I’ve been mulling over a few chapters of David Vinjamuri‘s upcoming book ‘Accidental Branding‘. Very worth reading. What jumps out is a common lesson: so much of what they taught me in business school is wrong or incomplete. There’s not a business listed that wouldn’t get shot down by the peanut gallery in an entrepreneurship class.
Vinjamuri covers entrepreneurs ranging from J. Peterman to Craig Newmark (yep, the Craig with the List). ‘Be your own customer’ is one of the key common threads identified. Each entrepreneur profiled created a product based on a focus group of one: What product would I use? What would provide value to me as a customer?
As marketers we struggle with questions of what our customers really want. By being your own customer you handily avoid that problem. I recall a b-school entrepreneurship class that roundly ridiculed an entrepreneur named David Thibodeaux for creating a line of gourmet peanut butter based on his own taste. No market research, no market sizing, just a vision that there was something better than Jif out there.
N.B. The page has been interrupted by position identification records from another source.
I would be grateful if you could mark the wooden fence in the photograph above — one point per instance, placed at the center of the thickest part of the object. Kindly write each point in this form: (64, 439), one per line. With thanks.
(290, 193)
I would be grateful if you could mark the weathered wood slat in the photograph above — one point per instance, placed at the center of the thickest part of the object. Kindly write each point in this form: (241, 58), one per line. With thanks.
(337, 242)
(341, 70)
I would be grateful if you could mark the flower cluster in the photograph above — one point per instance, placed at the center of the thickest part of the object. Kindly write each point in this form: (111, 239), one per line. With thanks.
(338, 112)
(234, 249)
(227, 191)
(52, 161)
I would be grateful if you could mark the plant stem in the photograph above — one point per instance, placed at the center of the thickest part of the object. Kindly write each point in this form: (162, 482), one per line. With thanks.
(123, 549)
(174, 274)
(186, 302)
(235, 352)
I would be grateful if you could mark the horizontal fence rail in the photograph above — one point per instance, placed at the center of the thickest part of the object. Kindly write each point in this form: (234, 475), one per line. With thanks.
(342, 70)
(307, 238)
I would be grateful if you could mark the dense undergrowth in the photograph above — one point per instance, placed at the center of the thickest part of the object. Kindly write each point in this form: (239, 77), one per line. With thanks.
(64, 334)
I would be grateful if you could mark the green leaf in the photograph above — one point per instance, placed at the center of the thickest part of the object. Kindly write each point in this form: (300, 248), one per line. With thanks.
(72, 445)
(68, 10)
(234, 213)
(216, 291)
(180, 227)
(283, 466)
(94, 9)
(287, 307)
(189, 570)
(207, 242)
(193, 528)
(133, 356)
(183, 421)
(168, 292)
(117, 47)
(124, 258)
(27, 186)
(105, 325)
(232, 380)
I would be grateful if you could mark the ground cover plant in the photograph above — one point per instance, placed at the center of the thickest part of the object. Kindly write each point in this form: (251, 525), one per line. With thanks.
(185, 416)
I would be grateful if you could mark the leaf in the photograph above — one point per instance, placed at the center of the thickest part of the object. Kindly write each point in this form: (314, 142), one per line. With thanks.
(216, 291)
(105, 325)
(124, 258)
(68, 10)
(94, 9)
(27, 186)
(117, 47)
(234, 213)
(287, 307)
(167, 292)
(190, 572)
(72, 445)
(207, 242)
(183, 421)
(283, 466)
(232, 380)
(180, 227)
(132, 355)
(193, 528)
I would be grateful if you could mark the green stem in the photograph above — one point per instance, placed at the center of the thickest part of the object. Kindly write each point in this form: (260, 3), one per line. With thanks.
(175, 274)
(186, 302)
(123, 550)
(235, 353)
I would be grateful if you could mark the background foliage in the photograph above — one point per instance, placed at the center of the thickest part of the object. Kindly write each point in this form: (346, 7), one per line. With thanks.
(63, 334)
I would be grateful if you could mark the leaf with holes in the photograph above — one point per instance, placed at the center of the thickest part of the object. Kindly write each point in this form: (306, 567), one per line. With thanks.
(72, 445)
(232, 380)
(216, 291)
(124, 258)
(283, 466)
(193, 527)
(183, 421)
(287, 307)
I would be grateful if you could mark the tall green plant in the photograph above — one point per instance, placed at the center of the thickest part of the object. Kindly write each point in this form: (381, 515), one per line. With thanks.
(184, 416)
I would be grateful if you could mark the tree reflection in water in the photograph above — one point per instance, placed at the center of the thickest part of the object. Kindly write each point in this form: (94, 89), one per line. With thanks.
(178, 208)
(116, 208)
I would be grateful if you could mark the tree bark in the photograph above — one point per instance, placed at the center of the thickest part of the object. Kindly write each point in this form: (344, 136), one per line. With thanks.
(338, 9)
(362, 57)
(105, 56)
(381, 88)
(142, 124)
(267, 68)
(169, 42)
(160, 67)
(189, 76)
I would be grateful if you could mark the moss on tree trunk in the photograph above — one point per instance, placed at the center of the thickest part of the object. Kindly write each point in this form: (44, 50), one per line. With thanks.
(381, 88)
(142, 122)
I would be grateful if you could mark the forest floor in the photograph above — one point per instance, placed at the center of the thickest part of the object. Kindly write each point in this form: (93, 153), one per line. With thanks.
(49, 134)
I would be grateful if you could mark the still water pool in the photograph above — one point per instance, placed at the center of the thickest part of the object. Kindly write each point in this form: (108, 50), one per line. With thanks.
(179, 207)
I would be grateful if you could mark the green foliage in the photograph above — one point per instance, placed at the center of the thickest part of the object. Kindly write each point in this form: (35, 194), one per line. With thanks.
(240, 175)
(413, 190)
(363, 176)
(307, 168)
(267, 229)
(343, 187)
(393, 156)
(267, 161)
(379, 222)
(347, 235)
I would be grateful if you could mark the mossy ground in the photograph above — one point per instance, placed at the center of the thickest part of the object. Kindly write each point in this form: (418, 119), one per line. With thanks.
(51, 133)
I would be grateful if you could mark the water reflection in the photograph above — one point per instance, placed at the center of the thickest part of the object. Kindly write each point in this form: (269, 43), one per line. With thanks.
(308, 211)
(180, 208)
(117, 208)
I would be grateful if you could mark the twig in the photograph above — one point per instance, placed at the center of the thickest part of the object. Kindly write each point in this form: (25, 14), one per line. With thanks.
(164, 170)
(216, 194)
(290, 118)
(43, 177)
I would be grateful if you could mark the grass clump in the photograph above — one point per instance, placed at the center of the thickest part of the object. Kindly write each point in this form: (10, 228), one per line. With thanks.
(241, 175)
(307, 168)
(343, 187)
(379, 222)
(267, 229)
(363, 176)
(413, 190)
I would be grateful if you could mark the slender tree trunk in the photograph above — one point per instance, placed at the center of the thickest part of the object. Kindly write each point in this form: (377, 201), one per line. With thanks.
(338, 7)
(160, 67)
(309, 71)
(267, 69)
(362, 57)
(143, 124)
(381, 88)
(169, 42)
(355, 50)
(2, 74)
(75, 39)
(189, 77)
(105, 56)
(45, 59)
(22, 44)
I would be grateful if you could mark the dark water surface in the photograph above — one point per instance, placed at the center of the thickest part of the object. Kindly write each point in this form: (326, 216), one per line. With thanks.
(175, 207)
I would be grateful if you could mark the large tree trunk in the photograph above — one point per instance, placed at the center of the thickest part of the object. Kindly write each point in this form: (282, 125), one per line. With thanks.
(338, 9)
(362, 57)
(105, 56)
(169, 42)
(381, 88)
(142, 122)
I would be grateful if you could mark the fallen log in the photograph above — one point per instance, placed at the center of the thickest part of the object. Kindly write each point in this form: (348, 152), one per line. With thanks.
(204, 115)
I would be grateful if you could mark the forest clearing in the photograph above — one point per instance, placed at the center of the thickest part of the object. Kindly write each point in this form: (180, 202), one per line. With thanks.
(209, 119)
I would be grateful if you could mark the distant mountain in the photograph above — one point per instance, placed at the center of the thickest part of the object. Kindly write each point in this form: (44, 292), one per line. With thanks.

Of course, another characteristic of accidental brands is that they take a long time (10-20 years to hit $20MM) to build. If you’re looking for a quick cashout, that could be a deterrent. But if you really love peanut butter, 10-20 years can fly by.
What do you love enough to do for 10-20 years? The brands may have been built accidentally, but the choices these entrepreneurs make are both personal and purposeful.